Неожиданно на лице Вольфганга отразился испуг, и он воскликнул:
– Это замок Колоредо! Архиепископ там не живет, но при желании может заточить меня в темницу!
Констанца была ошеломлена. Ей казалось, Вольфганг должен быть счастлив, ведь он твердил об этой поездке к родным с тех самых пор, как они поженились. А теперь вдруг страшится чего-то.
– Колоредо при желании может меня арестовать, – повторил он. – Официально меня никто не увольнял и не принимал моей отставки. Ты и представить себе не можешь, какой злой и мстительный этот князь.
– Но ведь твой отец уверяет, будто опасности нет никакой. Колоредо даже имени твоего не поминает, и у него теперь новый капельмейстер – Лодовико Гатти.
– Папа очень хотел нас видеть. Но Колоредо злобен, хитер и способен на любую пакость. А вдруг я повстречаюсь с Арко! В Зальцбурге человек, позволивший себе напасть на аристократа, наказуется двадцатью пятью ударами плети. А я готов пронзить его сердце шпагой!
И все-таки Вольфганг в лучшем положении, чем она, думала Констанца, он может вслух выражать свои опасения, и к тому же ей придется прикидываться, будто она любит двух людей, которые, она не сомневалась, в душе терпеть ее не могут. Что проку говорить это Вольфгангу, он верил: как только отец и сестра узнают Констанцу, они ее обязательно полюбят, – по этой причине Вольфганг и предпринял поездку в Зальцбург, но Констанца думала иначе.
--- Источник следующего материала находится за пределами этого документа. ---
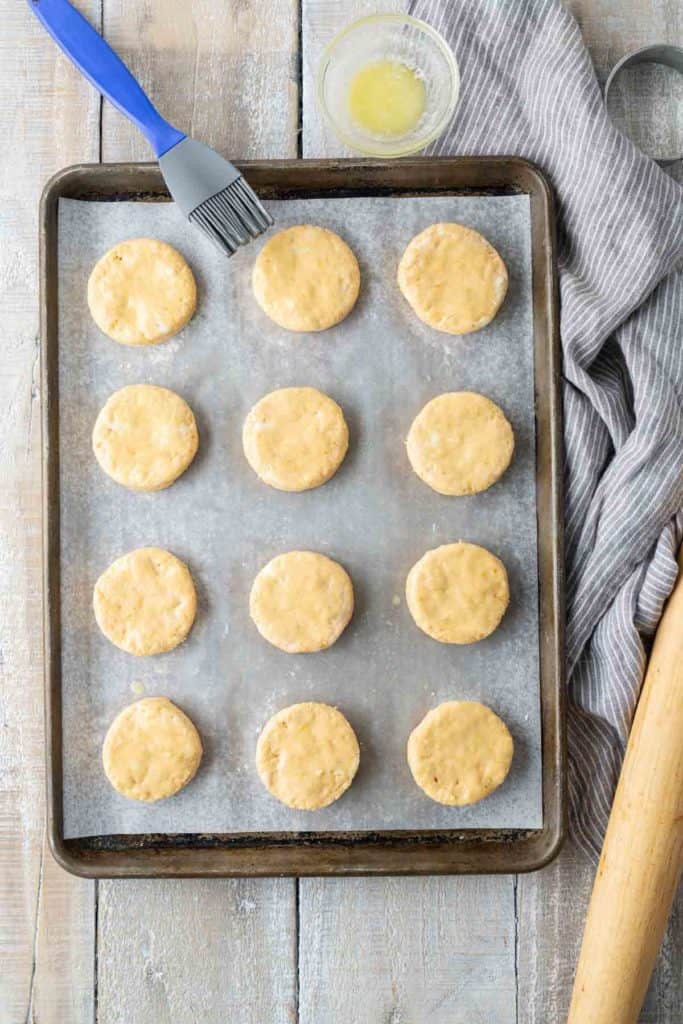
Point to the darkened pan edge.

Отец Вольфганга никогда не полюбит женщину, которая увела от него сына, ну а сестра, естественно, разделяет мысли своего отца.
Карета остановилась на Ганнибальплац; большая площадь казалась вымершей, никого из стражи Колоредо не было и в помине. Вольфганг повеселел и сказал:
– До Великого Муфтия, видимо, дошло, что я теперь важная персона и меня не так-то просто тронуть.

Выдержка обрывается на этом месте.